Agent Workbench¶
Agent Workbench is the most recent module in AIDF. Its objective is to enable building, importing, validating, and monitoring agentic LLM workflows (LangGraph, custom multi-agent systems) for business process automation.
Creating Agent Workflows¶
There are multiple entry points:
- Natural language description: A business user describes the workflow in plain English; the platform generates the agent workflow graph.
- Import existing workflow: AI engineers who have built LangGraph or similar workflows outside AIDF can import them.
- Map to AI services: Each workflow node is mapped to an onboarded AI service; engineers wire up the code for each node.
Why Import an Already-Built Workflow?¶
Even if a workflow was built outside AIDF, importing it enables:
- Validation runs — measure accuracy against ground truth datasets
- Safety evaluation — test robustness against malicious inputs (prompt injection, adversarial data)

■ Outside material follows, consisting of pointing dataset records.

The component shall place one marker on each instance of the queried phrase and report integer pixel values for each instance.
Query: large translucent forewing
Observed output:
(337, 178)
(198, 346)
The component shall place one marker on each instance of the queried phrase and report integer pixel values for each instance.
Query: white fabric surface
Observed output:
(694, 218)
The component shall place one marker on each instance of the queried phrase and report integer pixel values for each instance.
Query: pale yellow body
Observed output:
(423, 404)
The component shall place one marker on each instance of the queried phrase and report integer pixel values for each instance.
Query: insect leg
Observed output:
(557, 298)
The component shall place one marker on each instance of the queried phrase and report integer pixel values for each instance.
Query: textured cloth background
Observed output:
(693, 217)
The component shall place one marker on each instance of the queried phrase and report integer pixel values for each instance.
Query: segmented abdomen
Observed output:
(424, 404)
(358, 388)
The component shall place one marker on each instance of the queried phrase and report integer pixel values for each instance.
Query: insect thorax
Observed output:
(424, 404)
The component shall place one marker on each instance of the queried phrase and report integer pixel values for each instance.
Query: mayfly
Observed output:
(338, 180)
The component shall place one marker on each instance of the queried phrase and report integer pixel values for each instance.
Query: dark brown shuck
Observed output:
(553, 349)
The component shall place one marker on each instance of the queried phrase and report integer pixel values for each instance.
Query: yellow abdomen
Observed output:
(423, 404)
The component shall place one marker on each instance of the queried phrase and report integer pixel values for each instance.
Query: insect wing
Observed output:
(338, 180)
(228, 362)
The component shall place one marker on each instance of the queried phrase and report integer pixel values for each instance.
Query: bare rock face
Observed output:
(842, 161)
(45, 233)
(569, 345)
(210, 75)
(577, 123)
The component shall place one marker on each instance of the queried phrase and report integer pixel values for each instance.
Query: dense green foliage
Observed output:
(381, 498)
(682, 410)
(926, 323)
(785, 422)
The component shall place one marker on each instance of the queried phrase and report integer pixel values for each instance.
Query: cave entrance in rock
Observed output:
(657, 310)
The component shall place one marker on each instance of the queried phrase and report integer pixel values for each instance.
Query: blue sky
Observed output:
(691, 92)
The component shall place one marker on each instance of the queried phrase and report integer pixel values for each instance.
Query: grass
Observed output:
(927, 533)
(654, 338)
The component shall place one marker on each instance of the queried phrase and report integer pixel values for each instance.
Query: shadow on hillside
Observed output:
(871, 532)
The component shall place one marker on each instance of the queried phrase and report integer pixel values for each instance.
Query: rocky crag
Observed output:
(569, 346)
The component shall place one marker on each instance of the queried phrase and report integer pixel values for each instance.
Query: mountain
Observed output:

- Governance compliance — check adherence to corporate/country AI governance policies
- Iterative improvement tracking — history of all validation runs with logs and metrics
- Production promotion — only workflows with acceptable metrics are promoted to production
Case Study: MUFG Corporate Onboarding Workflow¶
Business Problem: MUFG relationship managers must manually produce 45+ KYC/onboarding documents after interviewing a corporate customer, then process signed documents back into the banking system.
The Agent Workflow:
- Relationship manager uploads interview sheet (Excel/CSV) to the web app
- Node 1 (Completeness Check): AI validates whether all required interview questions were answered
- Node 2 (Form Generation): Generates 45 compliance and KYC documents from interview data
- Node 3 (Document Dispatch): Sends documents to the end customer for digital/wet signature
- Customer returns signed documents; relationship manager uploads them
- Node 4 (Internet Form Generation): Produces internal banking forms from signed documents
- Node 5 (API Submission): Submits forms to MUFG banking system via API to onboard the customer
Validation & Evaluation¶
In Agent Workbench, AI engineers can run multi-pipeline evaluation reports:
- Accuracy report: Compare generated form fields against expected ground truth
- Coverage report: Percentage of required fields correctly populated
- Security/safety report: Test response to injected malicious content (e.g., "How do I prepare a bomb?" embedded in the interview sheet)
- Governance report: Check adherence to Singapore AI governance rules, MUFG corporate AI policy
- History: All validation run iterations are stored with logs, execution status, and metric trends
Note
This demo was shown to multiple financial sector customers. MUFG was very close to signing a pilot at the time of training.